18. The non-transitory machine readable storage medium of claim 13, wherein each of the first plurality of CPU jobs comprises a combination of a computational task and data for carrying out the computational task, wherein the distributed training operations are comprised in resilient distributed datasets (RDDs), and wherein two or more subsets of RDDs are distributed to two or more computing nodes of the set of computing nodes.

19. The non-transitory machine readable storage medium of claim 13, wherein the MLM comprises a large language model or a transformer model.

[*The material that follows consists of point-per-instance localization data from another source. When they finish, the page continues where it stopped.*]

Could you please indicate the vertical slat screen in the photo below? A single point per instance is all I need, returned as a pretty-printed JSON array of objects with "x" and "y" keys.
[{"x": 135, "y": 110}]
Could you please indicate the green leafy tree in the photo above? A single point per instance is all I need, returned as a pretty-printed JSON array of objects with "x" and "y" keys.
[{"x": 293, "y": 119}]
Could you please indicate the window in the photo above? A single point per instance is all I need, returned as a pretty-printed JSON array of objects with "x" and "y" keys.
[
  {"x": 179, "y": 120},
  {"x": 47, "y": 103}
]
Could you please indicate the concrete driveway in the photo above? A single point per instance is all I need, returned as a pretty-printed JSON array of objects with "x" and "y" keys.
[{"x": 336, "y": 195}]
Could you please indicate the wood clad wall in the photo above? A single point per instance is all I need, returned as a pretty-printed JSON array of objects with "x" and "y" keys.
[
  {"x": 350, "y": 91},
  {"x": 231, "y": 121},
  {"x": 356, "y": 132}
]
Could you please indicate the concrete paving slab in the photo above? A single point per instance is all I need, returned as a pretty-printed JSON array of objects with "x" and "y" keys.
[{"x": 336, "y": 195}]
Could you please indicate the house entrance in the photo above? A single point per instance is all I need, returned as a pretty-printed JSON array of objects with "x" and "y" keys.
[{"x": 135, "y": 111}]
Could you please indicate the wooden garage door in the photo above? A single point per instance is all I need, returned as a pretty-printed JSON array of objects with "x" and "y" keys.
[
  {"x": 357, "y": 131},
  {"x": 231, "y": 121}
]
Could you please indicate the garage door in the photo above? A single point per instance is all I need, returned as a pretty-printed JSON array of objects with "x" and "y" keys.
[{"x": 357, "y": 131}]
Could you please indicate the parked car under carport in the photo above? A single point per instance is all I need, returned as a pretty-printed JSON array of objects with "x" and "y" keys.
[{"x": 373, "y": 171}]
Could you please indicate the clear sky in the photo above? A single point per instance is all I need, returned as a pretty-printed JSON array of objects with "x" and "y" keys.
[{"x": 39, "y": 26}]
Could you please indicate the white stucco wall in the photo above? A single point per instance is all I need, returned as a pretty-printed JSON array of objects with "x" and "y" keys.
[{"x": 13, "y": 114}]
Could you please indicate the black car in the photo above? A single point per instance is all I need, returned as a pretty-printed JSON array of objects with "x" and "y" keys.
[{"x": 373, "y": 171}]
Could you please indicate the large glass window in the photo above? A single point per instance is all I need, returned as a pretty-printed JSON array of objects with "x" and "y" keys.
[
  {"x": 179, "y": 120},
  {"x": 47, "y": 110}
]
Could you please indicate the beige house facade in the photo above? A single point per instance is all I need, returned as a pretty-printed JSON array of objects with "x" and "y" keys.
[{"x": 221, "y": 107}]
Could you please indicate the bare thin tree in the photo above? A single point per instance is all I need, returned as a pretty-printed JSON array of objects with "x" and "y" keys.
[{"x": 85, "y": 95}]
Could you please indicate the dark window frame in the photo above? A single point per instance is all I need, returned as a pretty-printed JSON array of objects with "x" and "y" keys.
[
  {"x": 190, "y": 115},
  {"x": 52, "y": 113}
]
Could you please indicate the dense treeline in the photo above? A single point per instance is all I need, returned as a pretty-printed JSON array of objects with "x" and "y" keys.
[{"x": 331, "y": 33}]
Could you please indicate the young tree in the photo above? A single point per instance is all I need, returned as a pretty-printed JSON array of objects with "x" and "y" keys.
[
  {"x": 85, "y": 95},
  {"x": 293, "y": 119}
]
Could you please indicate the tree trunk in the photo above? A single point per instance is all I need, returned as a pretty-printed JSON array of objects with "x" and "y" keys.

20. A system for distributing training of a machine learning model using hardware resources of a cluster of computing nodes, system comprising:

a memory; and

a processor, coupled with the memory, the processor configured to perform operations, comprising:

receiving, by a first computing node of the cluster of computing nodes, a first plurality of graphics processing unit (GPU) machine learning model (MLM) training operations for training a first layer of neurons of a MLM;

transforming, by the first computing node of the cluster of computing nodes, the first plurality of GPU MLM training operations to a first plurality of corresponding central processing unit (CPU) jobs;

distributing, by the first computing node to a set of computing nodes of the cluster of computing nodes, the first plurality of CPU jobs, the first computing node and the set of computing nodes of the cluster of computing nodes comprising a plurality of CPUs and a plurality of RAM memory shared by the cluster of computing nodes;

executing, by CPUs of the set of computing nodes, the first plurality of CPU jobs in parallel to generate a first plurality of results associated with the first layer of neurons of the MLM; and

storing, by the CPUs of the set of computing nodes, the first plurality of results in the shared RAM memory of the cluster of computing nodes.